2.3 Skin as an Exchange-Regulating Filter

Contrary to a conventional robot’s skin that serves as a solid boundary, biological skins are usually selective and permeable. Cellular membranes can actively regulate the exchange of molecules based on the cell’s requirements while maintaining a stable internal order irrespective of environmental changes [26]. Pores on human skin allow sweat and oil to escape from it while getting rid of toxins [19].
As for artificial skins, dynamic facades of buildings are capable of modulating permeability, for example by allowing in a controlled amount of air and light to regulate internal temperature and ventilation [15, 48]. Clothing materials can selectively let heat and sweat escape, while protecting the wearer from rain or snow. In the area of wearable HCI research, the “Second Skin” project [84] describes a device that can open texture elements to cool it off when the skin temperature rises during running and sweating.
Like biological and artificial skins, a robot’s skin may benefit from such selective and permeable features, enabling exchange regulation with surrounding environments. For example, a robot may open its “pores” to cool off internal mechanisms or close them to make itself heatproof, based on environmental conditions. A permeable skin may act as a social filter that regulates information exchange. For example, skin may change its translucence level to allow or prevent the robot from capturing the user’s visual data, thus adjusting to privacy requirements posed by interaction contexts. It may also change its transparency to metaphorically indicate an “openness to interact,” placing this function on the boundary between regulation and expression.

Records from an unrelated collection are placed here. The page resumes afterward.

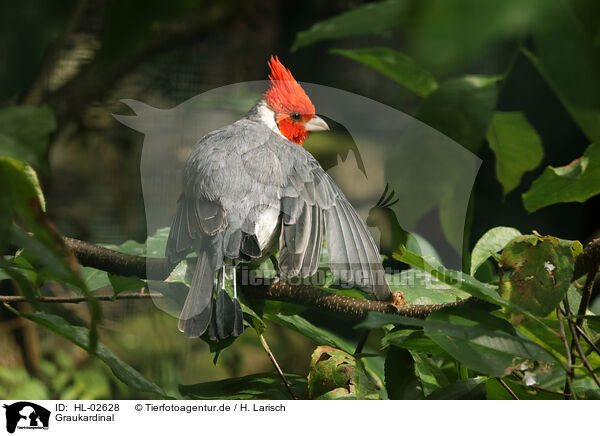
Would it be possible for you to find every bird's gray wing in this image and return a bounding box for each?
[279,148,391,300]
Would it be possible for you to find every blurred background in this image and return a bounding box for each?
[0,0,600,399]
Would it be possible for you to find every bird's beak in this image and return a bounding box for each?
[304,115,329,132]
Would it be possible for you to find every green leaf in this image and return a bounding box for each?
[381,329,452,359]
[524,0,600,144]
[108,274,146,295]
[417,76,499,154]
[292,0,410,51]
[357,307,556,376]
[406,0,552,75]
[500,235,583,317]
[265,313,354,353]
[522,144,600,212]
[424,307,555,376]
[427,377,487,400]
[387,268,469,304]
[15,311,166,397]
[81,266,110,291]
[330,47,438,97]
[471,227,521,275]
[392,248,552,331]
[0,106,56,167]
[179,373,308,400]
[485,378,563,400]
[308,346,380,400]
[146,227,171,257]
[410,351,448,397]
[0,156,46,214]
[487,112,544,195]
[385,347,424,400]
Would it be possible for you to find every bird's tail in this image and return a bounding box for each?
[179,252,244,341]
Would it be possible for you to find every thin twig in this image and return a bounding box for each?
[529,385,571,397]
[496,377,519,400]
[567,306,600,387]
[575,324,600,357]
[556,306,575,397]
[571,265,598,339]
[258,333,298,400]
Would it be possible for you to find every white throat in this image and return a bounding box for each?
[258,100,287,139]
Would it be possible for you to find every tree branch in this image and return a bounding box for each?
[0,292,164,303]
[15,238,600,320]
[59,238,492,320]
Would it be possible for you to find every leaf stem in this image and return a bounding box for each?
[257,332,298,400]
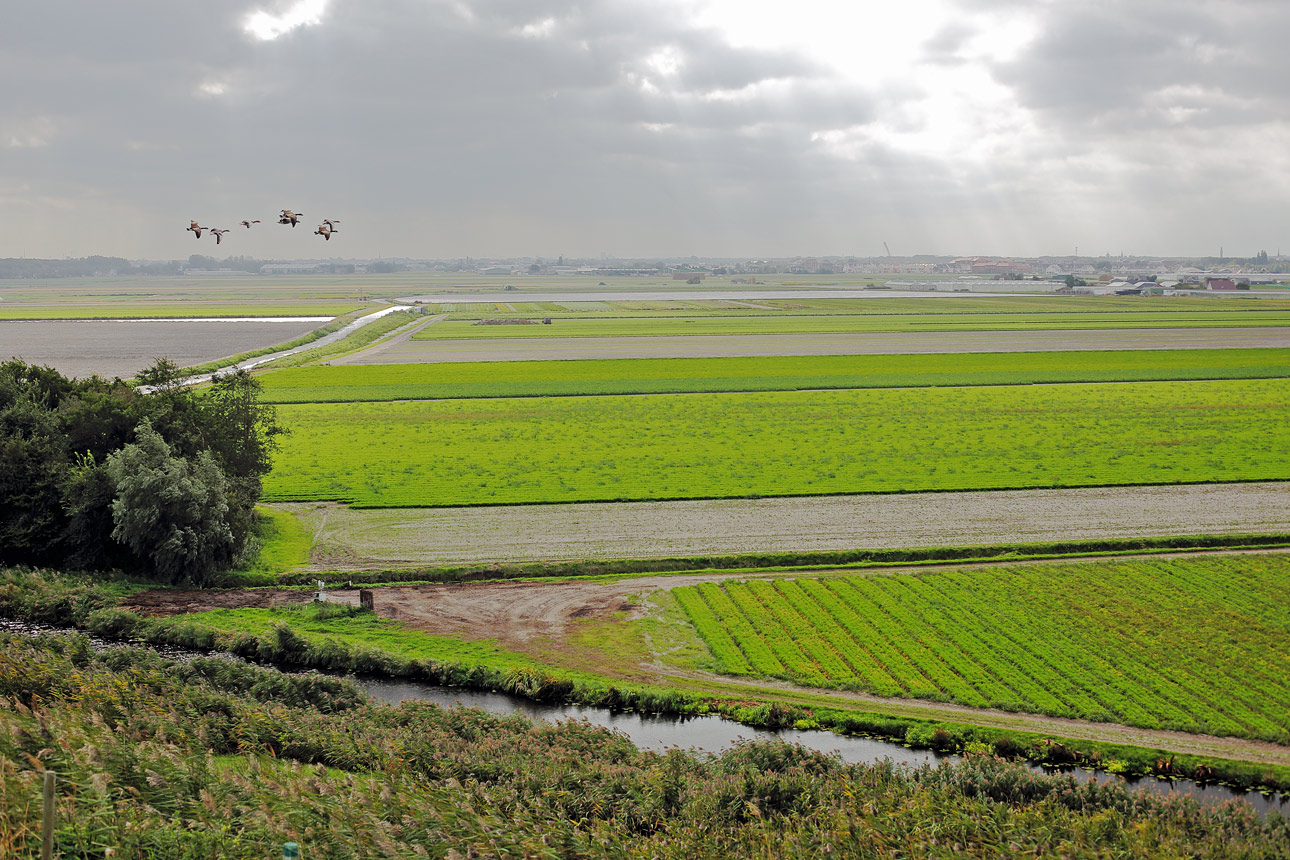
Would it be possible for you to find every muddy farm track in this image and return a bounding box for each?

2.4 Skin as a Functional Mechanical Effector

Finally, the skins of some animals serve as mechanical and functional effectors that actively change physical relations to environments, such as through locomotion, camouflaging, and adhesion. To list a few examples, hairlike cilia on the surface of cells can move the surrounding fluid and enable such cells to swim [51]. An octopus can change its skin color and textures to blend in with the seafloor [52]. Geckos’ feet are covered with hundreds of tiny hairs named setae, helping them to reversibly cling to any surfaces [10].
Roboticists have been inspired by such naturally occurring solutions to explore novel materials and mechanisms for functional robot’s skin. Examples include a snake-skin-inspired crawling robot [67], a climbing robot using gecko-inspired skin [56], an octopus-inspired three-dimensional (3D) morphing and camouflaging skin [65], and a musclelike skin for actuating inanimate object [12]. The above-mentioned bio-inspired robotic skins are primarily aimed at achieving functional purposes. Similar metaphors could be used to design functional skin effectors that convey social meanings.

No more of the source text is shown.